Bronwyn respiró hondo.
—Señor, he venido de Aguas Profundas para hablar con vos. He repasado lo que quería deciros multitud de veces en la mente, pero no me sirve de nada. No sé cómo deciros que...
—Las palabras sencillas suelen ser la mejor opción. Una flecha directa siempre alcanza el corazón.
Las palabras evocaron un recuerdo en algún rincón distante de su mente. Las había oído con anterioridad, y otras parecidas.
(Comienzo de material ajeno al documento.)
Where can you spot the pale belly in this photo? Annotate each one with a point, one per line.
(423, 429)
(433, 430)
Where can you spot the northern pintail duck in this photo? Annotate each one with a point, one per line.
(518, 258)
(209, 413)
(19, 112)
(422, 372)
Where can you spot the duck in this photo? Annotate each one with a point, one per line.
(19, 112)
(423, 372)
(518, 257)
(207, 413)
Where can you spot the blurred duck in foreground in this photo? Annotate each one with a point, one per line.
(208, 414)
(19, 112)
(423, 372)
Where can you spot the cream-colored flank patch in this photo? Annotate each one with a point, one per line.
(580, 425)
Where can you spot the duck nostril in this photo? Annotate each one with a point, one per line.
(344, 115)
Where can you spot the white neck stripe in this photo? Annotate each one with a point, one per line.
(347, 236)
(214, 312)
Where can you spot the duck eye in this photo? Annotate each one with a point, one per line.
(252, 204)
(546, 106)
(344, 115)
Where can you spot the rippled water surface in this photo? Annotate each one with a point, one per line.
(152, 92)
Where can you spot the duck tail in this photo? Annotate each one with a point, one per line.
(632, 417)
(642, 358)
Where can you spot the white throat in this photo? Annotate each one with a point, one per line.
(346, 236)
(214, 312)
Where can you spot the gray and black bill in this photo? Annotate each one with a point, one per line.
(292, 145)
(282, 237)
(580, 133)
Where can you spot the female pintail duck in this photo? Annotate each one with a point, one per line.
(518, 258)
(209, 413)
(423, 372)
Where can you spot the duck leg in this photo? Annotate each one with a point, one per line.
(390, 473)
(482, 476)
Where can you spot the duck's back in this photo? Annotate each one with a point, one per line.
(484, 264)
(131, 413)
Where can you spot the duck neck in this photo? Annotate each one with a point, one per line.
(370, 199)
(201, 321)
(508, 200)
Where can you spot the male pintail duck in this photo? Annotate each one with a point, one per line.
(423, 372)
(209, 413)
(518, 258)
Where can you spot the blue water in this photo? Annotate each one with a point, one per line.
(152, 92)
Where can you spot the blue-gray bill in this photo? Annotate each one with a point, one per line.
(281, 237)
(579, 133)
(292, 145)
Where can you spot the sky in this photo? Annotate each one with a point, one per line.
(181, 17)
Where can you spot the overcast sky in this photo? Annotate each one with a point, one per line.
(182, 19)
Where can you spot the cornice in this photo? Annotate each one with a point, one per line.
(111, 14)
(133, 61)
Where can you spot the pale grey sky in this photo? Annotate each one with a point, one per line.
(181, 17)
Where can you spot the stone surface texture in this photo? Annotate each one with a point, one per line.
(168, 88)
—Fui criada en Amn como esclava; me llevaron allí cuando era muy niña. No recuerdo mi edad, ni mi aldea, ni siquiera el nombre de mi familia. Todo lo que conservo es mi nombre de pila y una pequeña marca de nacimiento en la parte baja de la espalda que se asemeja a una hoja de roble roja. Me llamo Bronwyn.
El paladín se quedó tan pálido que por un momento Bronwyn pensó que iba a desmayarse. Con amabilidad pero con gesto firme, lo condujo al interior de la estancia y lo hizo sentarse en una silla.
Él la contempló durante largo rato con una expresión por completo incomprensible. Le pareció a Bronwyn que tal vez estaba examinándola, como había hecho el guardián de la fortaleza, el hombre que no había encontrado «maldad» en ella.
Decidió que no pensaba soportarlo y que no estaba dispuesta a aceptar otro examen semejante.
Alzó la barbilla y cuadró los hombros.
—Me han dicho que vos perdisteis a una chiquilla de mi edad, una chiquilla que tenía un nombre similar y una marca de nacimiento, y creo que puedo ser yo. Si esto es cierto, me contentaré con salir de este lugar con la verdad. Si me han informado mal, seguiré buscando a mi familia en otro lugar. En cualquier caso, no pido nada de vos. Si tenéis cualquier duda sobre mis intenciones, ponedme a prueba de la manera que os plazca. Coged la verdad que hay en mi corazón en justo intercambio por la verdad que os reclamo.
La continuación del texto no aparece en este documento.